Racket Tech: How to Know When to Restring

With nearly 600 strings on the market to choose from, selecting a string is a daunting task. To make things even more complicated, deciding when to restring can be confusing, too.

The timeline for when to restring begins with your choice of string. So let's look at the interplay of string selected, frequency of restringing and performance.

When should you restring?

Touring pros restring every day. Recreational players restring anywhere from every three or four times they play to once a decade, or until the strings break. But the pros' frequent restringing tells us something: String--especially fresh string--matters a lot. What possible difference could restringing your racket every day make?

Tennis string has an unfortunate property--beginning from the very second it is put into the racket, it loses tension. A racket strung at 60 pounds will most likely be at 50 pounds the next day, and tension continues to decline with every second and with every hit. Tension loss is the only physically significant process impacting your tennis racket (and string wear). This is why rackets need to be restrung.

To fully appreciate the benefits of fresh strings, you need to consider what tension loss does to racket performance.

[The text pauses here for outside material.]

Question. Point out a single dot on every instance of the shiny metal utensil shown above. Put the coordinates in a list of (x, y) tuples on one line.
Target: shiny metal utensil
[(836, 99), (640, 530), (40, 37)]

More power, less control, change in stroke

As tension goes down, the strings stretch more upon impact. This cushions the ball's landing, minimizing the squashing effect. When the ball flattens, it loses a lot of energy. So less squashing means more energy for rebound. The strings always return almost all the energy that goes into stretching them, whatever the tension. So power is all about what happens to the ball, not what happens to the strings.

Power is good if you want it, can control it, and know how much to expect from day to day. That is how you groove your stroke--by responding the same way to the same situation. But your strings deliver varying amounts of power from day to day and from hit to hit. This works against grooving anything. As you struggle to keep the ball in, you constantly change your stroke.

More dwell time, less control, change in stroke

When the strings stretch more, the ball stays on the strings longer. The increase is only a millisecond or two (depending on where on the racket you hit and how violent the impact, dwell time is typically 5 to 7 milliseconds).

During that extra millisecond, your racket will sweep through both a larger vertical and horizontal arc. This will launch the ball on a higher and more sideways trajectory than you are used to. The ball goes long and wide.

This, coupled with more ball speed from less ball squashing, is a double whammy. You can't figure out what technical flaw has emerged in your stroke, and you begin to mess with perfectly good mechanics to fix your mysterious ailment.